Genomic and epigenomic processes likely do not entirely account for the ability of dietary factors to influence phenotypic changes since changes in the rate of transcription of genes (transcriptomics) can also be fundamental to cellular processes [
88]. Multiple pathways appear to intersect as a cause of multiple diseases [
89]. Thus, the examination of these pathways via transcriptomic profiles may simultaneously provide important clues about multiple disease risks. Noteworthy, several bioactive food components, including both essential and non-essential nutrients, can regulate gene expression patterns. Their influence on gene transcription and translation is not only concentration but also time dependent [
90,
91]. Nevertheless, these changes may provide critical insights about the specificity of individual food components to influence one or more biological processes, including those involved in the risk of cancer development and/or tumour behaviour.
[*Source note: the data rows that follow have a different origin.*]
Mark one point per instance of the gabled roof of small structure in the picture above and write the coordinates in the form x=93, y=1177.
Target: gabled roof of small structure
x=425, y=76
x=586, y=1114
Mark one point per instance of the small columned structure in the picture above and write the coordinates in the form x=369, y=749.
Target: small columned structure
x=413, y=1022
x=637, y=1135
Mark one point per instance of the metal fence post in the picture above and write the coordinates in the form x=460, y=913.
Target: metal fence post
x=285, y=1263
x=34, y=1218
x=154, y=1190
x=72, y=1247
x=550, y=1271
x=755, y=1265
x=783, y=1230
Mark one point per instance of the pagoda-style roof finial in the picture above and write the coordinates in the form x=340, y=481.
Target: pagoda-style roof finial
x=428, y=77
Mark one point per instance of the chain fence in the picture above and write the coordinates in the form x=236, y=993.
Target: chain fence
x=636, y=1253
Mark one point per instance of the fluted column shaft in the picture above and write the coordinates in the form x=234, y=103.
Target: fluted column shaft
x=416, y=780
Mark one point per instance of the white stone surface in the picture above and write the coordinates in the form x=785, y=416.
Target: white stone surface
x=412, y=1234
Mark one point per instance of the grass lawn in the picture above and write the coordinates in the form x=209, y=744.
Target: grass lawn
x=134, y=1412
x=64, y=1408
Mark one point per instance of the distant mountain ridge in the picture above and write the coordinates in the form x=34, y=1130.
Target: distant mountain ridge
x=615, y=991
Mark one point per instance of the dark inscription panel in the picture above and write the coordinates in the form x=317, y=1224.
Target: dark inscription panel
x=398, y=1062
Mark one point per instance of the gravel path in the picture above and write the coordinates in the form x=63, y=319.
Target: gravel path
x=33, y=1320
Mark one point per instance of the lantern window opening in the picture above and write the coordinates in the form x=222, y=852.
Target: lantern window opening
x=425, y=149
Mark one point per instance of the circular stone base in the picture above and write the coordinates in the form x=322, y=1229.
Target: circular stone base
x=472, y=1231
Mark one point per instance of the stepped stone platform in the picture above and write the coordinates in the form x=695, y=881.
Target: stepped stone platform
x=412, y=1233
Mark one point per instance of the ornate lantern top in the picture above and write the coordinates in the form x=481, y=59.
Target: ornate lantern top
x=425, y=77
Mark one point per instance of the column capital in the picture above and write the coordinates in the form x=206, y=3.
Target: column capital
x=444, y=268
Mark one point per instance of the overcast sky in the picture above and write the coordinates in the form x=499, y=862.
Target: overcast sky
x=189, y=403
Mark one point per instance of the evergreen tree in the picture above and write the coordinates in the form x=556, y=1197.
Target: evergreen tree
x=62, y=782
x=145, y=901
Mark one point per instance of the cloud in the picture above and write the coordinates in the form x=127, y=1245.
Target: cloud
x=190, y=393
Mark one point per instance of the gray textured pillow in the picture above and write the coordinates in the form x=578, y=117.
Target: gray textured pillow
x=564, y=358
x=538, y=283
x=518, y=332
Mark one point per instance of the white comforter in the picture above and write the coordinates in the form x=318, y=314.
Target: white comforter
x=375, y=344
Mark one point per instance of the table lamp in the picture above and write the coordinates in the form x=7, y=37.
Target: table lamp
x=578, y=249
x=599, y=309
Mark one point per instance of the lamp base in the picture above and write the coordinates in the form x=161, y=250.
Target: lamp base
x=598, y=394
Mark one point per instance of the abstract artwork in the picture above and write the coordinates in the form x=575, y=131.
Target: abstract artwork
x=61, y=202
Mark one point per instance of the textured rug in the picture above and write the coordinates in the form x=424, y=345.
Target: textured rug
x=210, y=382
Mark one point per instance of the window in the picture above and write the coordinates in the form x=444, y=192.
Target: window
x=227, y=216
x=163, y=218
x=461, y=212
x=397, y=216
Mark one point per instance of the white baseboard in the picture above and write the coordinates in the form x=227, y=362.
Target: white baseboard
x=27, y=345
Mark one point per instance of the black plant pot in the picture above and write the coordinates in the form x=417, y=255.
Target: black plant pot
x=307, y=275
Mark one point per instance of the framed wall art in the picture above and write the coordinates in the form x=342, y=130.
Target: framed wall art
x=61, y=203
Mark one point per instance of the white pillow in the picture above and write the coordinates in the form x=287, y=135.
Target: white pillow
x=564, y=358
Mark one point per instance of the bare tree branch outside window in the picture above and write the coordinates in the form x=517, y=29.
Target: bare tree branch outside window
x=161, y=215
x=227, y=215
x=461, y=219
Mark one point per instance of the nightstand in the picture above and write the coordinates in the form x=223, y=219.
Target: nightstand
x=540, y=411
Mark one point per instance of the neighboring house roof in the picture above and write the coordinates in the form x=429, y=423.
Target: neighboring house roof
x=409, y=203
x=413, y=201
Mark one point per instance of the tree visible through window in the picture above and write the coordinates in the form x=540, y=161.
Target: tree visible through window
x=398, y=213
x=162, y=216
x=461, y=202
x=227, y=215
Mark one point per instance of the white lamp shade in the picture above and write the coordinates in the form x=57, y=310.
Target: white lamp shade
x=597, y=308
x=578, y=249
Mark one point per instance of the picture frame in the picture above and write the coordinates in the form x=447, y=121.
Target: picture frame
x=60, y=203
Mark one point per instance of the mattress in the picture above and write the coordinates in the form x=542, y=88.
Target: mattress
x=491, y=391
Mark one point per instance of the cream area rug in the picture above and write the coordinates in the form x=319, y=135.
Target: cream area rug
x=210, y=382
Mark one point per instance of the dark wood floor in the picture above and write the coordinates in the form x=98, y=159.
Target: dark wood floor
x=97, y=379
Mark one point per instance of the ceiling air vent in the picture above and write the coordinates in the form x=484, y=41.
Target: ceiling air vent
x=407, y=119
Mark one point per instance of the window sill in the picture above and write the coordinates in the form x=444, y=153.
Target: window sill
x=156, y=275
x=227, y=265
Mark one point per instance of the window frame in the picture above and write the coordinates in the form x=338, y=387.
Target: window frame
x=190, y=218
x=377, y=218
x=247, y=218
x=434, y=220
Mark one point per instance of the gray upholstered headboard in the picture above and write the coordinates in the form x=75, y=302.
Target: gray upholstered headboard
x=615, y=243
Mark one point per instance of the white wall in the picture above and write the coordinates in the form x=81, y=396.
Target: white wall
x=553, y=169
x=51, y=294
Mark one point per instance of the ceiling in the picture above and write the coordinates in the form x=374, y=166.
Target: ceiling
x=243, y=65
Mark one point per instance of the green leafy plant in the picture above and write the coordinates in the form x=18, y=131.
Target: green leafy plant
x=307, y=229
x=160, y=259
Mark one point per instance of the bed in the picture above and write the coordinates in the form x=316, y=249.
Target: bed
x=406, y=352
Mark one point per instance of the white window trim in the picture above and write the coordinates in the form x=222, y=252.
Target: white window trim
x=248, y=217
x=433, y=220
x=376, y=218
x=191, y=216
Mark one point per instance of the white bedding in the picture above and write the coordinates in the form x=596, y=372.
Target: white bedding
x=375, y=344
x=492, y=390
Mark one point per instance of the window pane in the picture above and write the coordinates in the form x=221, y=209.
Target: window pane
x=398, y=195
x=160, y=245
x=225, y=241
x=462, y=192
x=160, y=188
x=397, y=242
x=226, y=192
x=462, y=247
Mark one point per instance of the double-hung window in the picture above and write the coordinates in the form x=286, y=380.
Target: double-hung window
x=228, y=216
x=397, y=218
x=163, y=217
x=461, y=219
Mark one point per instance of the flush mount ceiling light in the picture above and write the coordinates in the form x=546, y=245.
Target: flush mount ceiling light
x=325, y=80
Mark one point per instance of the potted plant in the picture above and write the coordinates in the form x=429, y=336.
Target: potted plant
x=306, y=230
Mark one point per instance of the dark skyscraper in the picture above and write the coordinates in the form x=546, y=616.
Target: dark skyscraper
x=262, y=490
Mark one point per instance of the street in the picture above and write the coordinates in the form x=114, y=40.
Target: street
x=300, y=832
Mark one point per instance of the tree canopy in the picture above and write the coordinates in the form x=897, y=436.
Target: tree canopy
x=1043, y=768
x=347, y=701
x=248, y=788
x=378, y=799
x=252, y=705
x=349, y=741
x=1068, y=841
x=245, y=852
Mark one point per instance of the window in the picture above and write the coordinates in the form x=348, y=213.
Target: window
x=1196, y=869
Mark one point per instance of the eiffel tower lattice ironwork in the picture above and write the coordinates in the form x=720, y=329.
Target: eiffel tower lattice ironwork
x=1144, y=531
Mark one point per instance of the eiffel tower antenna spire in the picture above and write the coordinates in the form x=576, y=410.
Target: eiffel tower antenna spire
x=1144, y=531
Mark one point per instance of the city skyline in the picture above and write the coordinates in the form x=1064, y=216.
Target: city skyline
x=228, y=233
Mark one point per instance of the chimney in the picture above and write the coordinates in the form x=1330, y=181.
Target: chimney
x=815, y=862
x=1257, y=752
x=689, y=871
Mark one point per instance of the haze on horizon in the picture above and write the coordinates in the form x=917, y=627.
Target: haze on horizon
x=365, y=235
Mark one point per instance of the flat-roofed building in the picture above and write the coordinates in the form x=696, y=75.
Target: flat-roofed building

To date, few human studies have used transcriptomics to characterise the response to specific foods or their components. A recent study [
92] suggested its potential by demonstrating specific gene expression patterns in leucocytes a few hours after consumption of a high-protein or -carbohydrate breakfast cereal. Thus, it is conceivable that a bolus approach might be used with selected foods or components in concert with a transcriptomic profile to generate a predictive model for those who might benefit or be placed at risk due to a change in eating behaviour. It is unclear if blood truly reflects changes in target tissues, and thus exfoliated or other more relevant cell types may be needed. In another recent study, prostate biopsies were effective in detecting transcriptomic shifts caused by consumption of a low-fat/low-glycaemic-load diet compared with a traditional diet [
93]. It should be noted that over-interpretation of the physiological significance of transcriptomic patterns is certainly possible since these are single snapshots. Furthermore, mRNA abundance is not always proportional to protein activity and thus may limit its overall utility to serve as a predictor of responders and non-responders.